By Fernando C. Saldivar, S.J.
We have arrived. Here we are on the cusp of Holy Week. Our journey through Lent is very nearly complete. We are here, on Palm Sunday, at the gates of Jerusalem with Jesus. Even though we all know the story, what we commemorate over the coming days, God has been waiting for this particular moment, in this particular place, to walk the Passion with all of us. Because very often, particularly after our second Lent of the COVID-19 global pandemic, we need a reminder that what we celebrate is not simply what Jesus did two thousand years ago, but what Jesus is doing today. We need a reminder of Emmanuel – that God is with us – that God is intimately involved in the unfolding of our lives and breathing his spirit into our communities.
We need the grace to trust God, and even when we are faced with the frightening, the sorrowful, the burdens that seem more than we can bear, it is precisely at that moment that Jesus clutches our hand tighter to pull us through.

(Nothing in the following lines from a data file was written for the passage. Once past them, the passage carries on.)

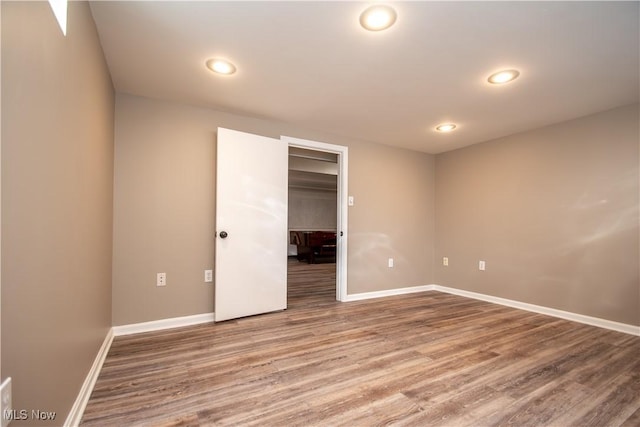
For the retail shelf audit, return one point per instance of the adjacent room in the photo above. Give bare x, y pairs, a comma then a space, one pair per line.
320, 213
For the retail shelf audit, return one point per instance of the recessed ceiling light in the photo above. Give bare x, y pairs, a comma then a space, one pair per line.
446, 127
504, 76
221, 66
378, 18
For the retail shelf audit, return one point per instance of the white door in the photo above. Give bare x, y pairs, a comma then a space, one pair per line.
251, 225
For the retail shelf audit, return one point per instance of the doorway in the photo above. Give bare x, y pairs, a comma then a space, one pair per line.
312, 227
317, 262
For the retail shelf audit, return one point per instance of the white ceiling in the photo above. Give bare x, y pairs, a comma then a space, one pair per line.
312, 65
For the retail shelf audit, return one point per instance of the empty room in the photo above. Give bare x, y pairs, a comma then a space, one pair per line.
320, 213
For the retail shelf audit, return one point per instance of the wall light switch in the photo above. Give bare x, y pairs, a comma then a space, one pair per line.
161, 279
5, 402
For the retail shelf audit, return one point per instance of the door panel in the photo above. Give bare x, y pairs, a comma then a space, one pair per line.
251, 209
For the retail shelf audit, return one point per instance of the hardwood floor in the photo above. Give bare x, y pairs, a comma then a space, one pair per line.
425, 359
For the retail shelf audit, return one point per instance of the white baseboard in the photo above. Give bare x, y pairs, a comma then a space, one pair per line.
157, 325
580, 318
77, 410
388, 293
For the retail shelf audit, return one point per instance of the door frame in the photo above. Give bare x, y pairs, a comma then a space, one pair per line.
342, 205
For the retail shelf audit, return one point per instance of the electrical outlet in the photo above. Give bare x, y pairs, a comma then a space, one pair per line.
6, 405
161, 279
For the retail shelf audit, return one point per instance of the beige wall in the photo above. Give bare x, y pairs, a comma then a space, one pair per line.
553, 212
164, 208
57, 186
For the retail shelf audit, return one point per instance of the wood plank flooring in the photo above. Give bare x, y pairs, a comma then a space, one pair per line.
425, 359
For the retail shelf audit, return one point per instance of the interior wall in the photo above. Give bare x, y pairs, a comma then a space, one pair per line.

With that in mind, it helps to remember that the word “compassion” means “to suffer with,” to share one’s passion. Yes, we share the passion and suffering of Jesus, but he very much shares our own individual passion, our own suffering. This God who so loved the world that whosoever believes in him, shall not perish but have eternal life is also God who loves us so much that he comes to us as one of us, to feel pain as we do, to cry as we do, to feel loss, fear and anguish as we do. God who weeps with us and shares our lament. God who helps us carry the crosses in our lives, knowing first-hand how very heavy they feel in human hands.
We have not been left orphans during the pandemic. God remains right here in the midst of our suffering, sharing the passion our entire world has been walking for more than a year. With vaccines on the way and ability to see a glimmer of what the world after COVID will look like, perhaps our long global Lent, the time of the pandemic, is finally at an end. Yet, the message of Palm Sunday is not to wait for terrible things to happen, for the joy of the moment to end, but to hope and trust in the Lord. We may not be able to clearly make out what the coming days hold, how we are going to get from point A to point B in our lives, but we know that we are God’s beloved and if we are still enough can hear him say, “All will be well.”